Hay Fever was first described by a doctor in 1814, which involved sneezing and itching during summer months, and the term was coined during the 19th century as result of ailments from the smell of hay. It was initially considered an aristocratic disease, only affecting the upper class, as most reported cases were from the clergy or medical profession. Some even considered it fashionable – sufferers in America called themselves hay feverites and organised retreats for “peaceful refuge from irksome pollen”, which became known as hay fever holidays!

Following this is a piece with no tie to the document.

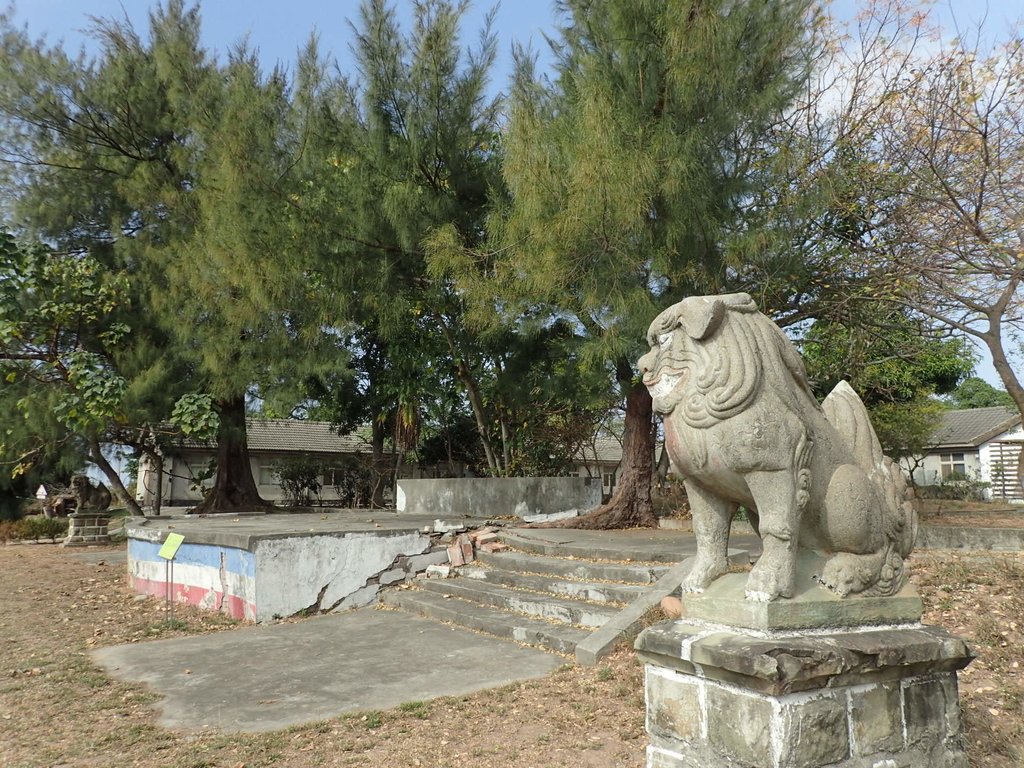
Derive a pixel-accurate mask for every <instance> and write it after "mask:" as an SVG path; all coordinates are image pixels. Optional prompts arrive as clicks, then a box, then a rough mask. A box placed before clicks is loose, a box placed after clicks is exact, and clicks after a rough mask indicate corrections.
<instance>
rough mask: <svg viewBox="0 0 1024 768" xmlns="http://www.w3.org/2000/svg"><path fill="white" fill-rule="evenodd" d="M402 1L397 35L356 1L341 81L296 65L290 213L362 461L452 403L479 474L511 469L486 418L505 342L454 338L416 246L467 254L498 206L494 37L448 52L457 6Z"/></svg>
mask: <svg viewBox="0 0 1024 768" xmlns="http://www.w3.org/2000/svg"><path fill="white" fill-rule="evenodd" d="M411 5H412V9H413V15H414V18H415V22H414V25H413V29H412V32H411V33H410V34H409V35H404V34H402V32H401V30H400V29H399V26H398V23H397V17H396V14H395V11H394V9H393V8H392V7H390V6H389V5H388V4H386V3H385V2H383V0H372V1H368V2H364V3H362V4H361V6H360V15H359V20H358V24H357V26H356V28H355V32H356V45H355V47H354V54H355V67H356V68H357V69H358V71H359V73H360V76H361V79H360V80H359V81H358V82H356V83H349V82H346V81H343V80H334V81H332V80H325V79H323V74H322V73H323V67H322V66H321V65H318V63H317V61H316V60H315V58H314V57H313V55H312V54H313V52H310V53H309V54H308V55H307V58H306V60H305V62H304V65H303V67H302V69H303V71H304V72H306V73H309V75H310V77H309V81H310V83H315V84H316V85H310V86H308V87H307V88H306V89H300V90H308V91H310V92H317V93H318V100H319V103H321V104H323V109H319V110H311V111H310V119H311V121H312V127H311V129H310V132H311V133H312V134H313V135H316V136H317V137H318V139H319V141H317V142H312V143H311V144H310V151H309V153H307V155H306V157H305V161H306V173H307V174H308V175H307V178H308V186H307V187H306V188H305V189H304V190H301V191H300V193H299V195H298V197H297V199H296V201H295V208H296V211H297V212H298V221H299V222H300V225H301V227H302V229H303V231H304V232H306V233H307V236H309V234H312V241H311V244H312V247H313V248H314V249H315V250H316V252H317V254H318V257H319V266H318V272H319V274H321V275H322V276H321V283H322V285H323V286H324V289H325V293H324V295H325V297H326V299H327V301H328V302H329V306H328V308H327V310H326V313H327V315H328V316H329V317H333V318H334V325H335V326H336V327H338V328H339V329H341V330H342V331H343V332H344V333H346V334H348V335H349V338H350V339H351V340H352V345H353V361H354V362H355V364H356V366H357V368H358V370H359V374H358V378H359V379H360V383H359V386H358V388H359V390H360V395H361V398H362V402H364V403H365V407H366V408H367V409H368V414H369V416H370V418H371V421H372V424H373V428H374V438H373V444H374V451H375V454H378V455H379V454H380V453H381V452H382V446H383V441H384V438H385V437H386V436H389V437H390V438H391V440H392V441H393V442H394V443H395V445H396V447H398V449H399V451H398V452H397V454H398V455H399V457H400V456H401V455H402V454H403V452H404V451H406V450H409V449H413V447H414V446H415V445H416V444H417V442H418V437H419V436H420V434H421V431H422V428H423V427H424V426H425V424H426V422H427V421H429V418H428V416H429V414H431V413H433V414H434V415H435V416H436V415H439V414H440V413H441V412H442V411H444V412H447V413H449V414H451V415H452V416H453V417H456V414H455V413H454V412H453V411H452V410H451V409H450V408H447V407H445V408H444V409H437V408H435V404H436V403H438V402H443V403H447V406H451V404H452V403H453V402H455V401H456V400H461V402H462V403H463V404H464V406H465V409H466V410H467V411H468V412H469V414H471V416H472V418H473V421H474V423H475V425H476V430H477V439H478V440H479V442H480V445H481V447H482V452H483V455H484V460H485V463H484V468H485V471H487V472H489V473H493V474H504V473H508V472H510V471H514V468H513V464H514V461H513V459H512V454H514V449H513V447H512V443H513V442H514V438H513V436H512V432H514V431H515V430H516V428H517V426H518V424H517V423H516V422H514V421H513V420H512V419H506V420H504V421H503V420H502V414H503V413H504V412H503V411H502V409H501V407H500V404H499V402H498V400H497V399H496V393H497V389H498V388H497V387H496V386H495V382H496V380H497V378H498V377H500V376H501V372H502V371H503V368H504V360H503V355H504V353H505V351H506V350H505V348H504V347H503V343H505V342H506V339H504V338H501V339H497V338H485V337H484V336H482V335H480V334H478V333H476V332H475V331H473V330H472V329H470V328H468V327H467V325H466V323H465V310H464V306H463V300H462V297H461V296H460V295H459V294H458V292H457V291H455V290H454V288H453V286H452V284H451V282H450V281H446V280H444V279H443V278H442V276H438V275H432V274H429V273H428V268H427V261H426V253H425V249H424V241H425V239H426V238H427V237H428V236H429V234H430V233H431V232H433V231H434V230H436V229H437V228H438V227H441V226H445V227H449V228H450V229H451V231H452V232H453V236H452V237H455V238H457V239H458V240H459V241H460V242H461V243H463V244H465V245H466V246H467V247H475V246H476V245H478V244H479V243H480V242H481V239H482V237H483V231H484V219H485V215H486V213H487V211H488V204H489V201H490V199H492V198H493V196H494V195H496V194H500V190H501V177H500V166H499V163H500V159H501V158H500V155H499V154H498V153H497V152H496V136H497V131H498V114H499V113H498V106H499V104H498V101H497V100H496V99H494V98H489V97H487V96H486V94H485V88H486V84H487V76H488V72H489V69H490V67H492V63H493V61H494V56H495V38H494V36H493V35H492V34H490V31H489V26H485V27H484V29H483V31H482V32H481V35H480V43H479V46H478V47H477V49H475V50H473V51H471V52H469V53H468V54H463V53H462V52H461V51H460V42H459V36H458V32H459V24H460V22H461V19H462V18H463V15H464V13H465V10H466V7H467V5H466V4H465V3H452V2H444V1H442V0H426V1H423V2H414V3H412V4H411ZM317 73H319V75H317ZM346 410H347V409H346ZM460 410H461V409H460Z"/></svg>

But those with hay fever feel nothing like being on holiday and at peace. Whilst not life threatening, it can be disabling and affect many Australians – 1 in 5 and rising according to the latest statistics. Pollen season is lengthening, weather is affecting related conditions (e.g. thunderstorm asthma) and allergies are on the rise. Thus more of us are susceptible to attacks of itching, sneezing, blocked nose and watery eyes.
Relief comes from reducing exposure, nasal sprays, eye drops, anti-histamines, allergy testing and desensitisation, particularly during smoky, polluted days like we have in Sydney at the moment where pollen count is through the roof. So take care if you or family members are affected – not keeping on top of hay fever can result in sleep disturbance and fatigue, headaches and poor concentration, ear or sinus infections, and harder to control asthma.